Identifying causal effects with causal graphs

Goals

  • Explain how d-separation and causal/noncausal paths relate to identification of causal effects.
  • Apply d-separation to block noncausal paths in causal DAGs with and without unobserved variables.
  • Apply strategies to deal with identification problems caused by unobserved variables.
  • Differentiate confounding and selection bias in terms of graph structure and how they arise in applied studies.





Review

We’ll review pre-class material via the slides here.





Exercises

Exercise 1

For each of the causal graphs below, identify the set of variables needed to block noncausal paths (if possible) between treatment A and outcome Y. Any U variables displayed in the graphs are unobserved/unmeasured.



Exercise 2

Historically, people have tried to create definitions for confounders by listing criteria that purely rely on associations. For example:

A confounder must:
1. Be associated with treatment and outcome
2. Not be caused by treatment

Using the causal graph below, explain why this is not a good definition for a confounder.

Exercise 3

First, think through the relationships depicted in the causal graphs below and whether they make sense. These are intended to reflect a range of scenarios for why people drop out of studies.

Then for each of the graphs, identify the set of variables that would block noncausal paths between the treatment A and outcome Y. (U and W are unmeasured.) Check your answers to one of the graphs using DAGitty.



Exercise 4

In this exercise, we’ll consider how causal graphs can inform study design. (Inspired by a 1970s study on the relationship between estrogen use and endometrial cancer.)

Researchers have noticed a consistent association between use of a certain drug and disease. Research groups debated two hypotheses:

  1. The drug does cause disease.
  2. The drug doesn’t actually cause disease but leads to a side effect, leading to more frequent doctor visits, leading to increased diagnosis of existing disease.

The following study plan was proposed: restrict the study only to those with side effects and compare disease rates in drug-users and non-users.
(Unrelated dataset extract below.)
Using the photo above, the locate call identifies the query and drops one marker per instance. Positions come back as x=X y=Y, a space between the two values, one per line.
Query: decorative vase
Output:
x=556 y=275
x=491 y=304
In this way, all participants have the same chance of being diagnosed.

The following causal graphs correspond to the two hypotheses:

(The graphs don’t show confounders of the drug-true disease relationship for compactness. We can assume that these have already been adjusted for.)

Study design 1

Consider the study proposal above: restrict analysis to those with side effects.

  • Before looking at the causal graphs: does the rationale for this study design make sense? Why did researchers want to only look at patients with side effects?

  • Under this study design, the researchers were expecting that if Hypothesis 1 were correct (the drug does cause disease), they would find an association between drug use and diagnosed disease. They expected that if Hypothesis 2 were correct (the drug does NOT cause disease), they would find NO association between drug use and diagnosed disease.

    • Are these expectations correct? Explain in light of the causal graphs.
  • Based on your answer above, is this an effective study design for the research questions of interest? That is, can this study proposal distinguish between the two hypotheses?

Study design 2

Consider another study proposal: ensure that everyone is screened for disease frequently, and we don’t restrict our analysis to only those with side effects.

  • What arrow can be removed as a result of this study design? (It might help to draw an updated version of DAGs 1 and 2 with this arrow removed.)

  • Under this study design, the researchers had the same expectations: if Hypothesis 1 were correct, they would find an association between drug use and diagnosed disease. If Hypothesis 2 were correct, they would find NO association between drug use and diagnosed disease.

    • Are these expectations correct? Explain in light of the causal graphs.
  • Based on your answer above, is this an effective study design for the research questions of interest? That is, can this study proposal distinguish between the two hypotheses?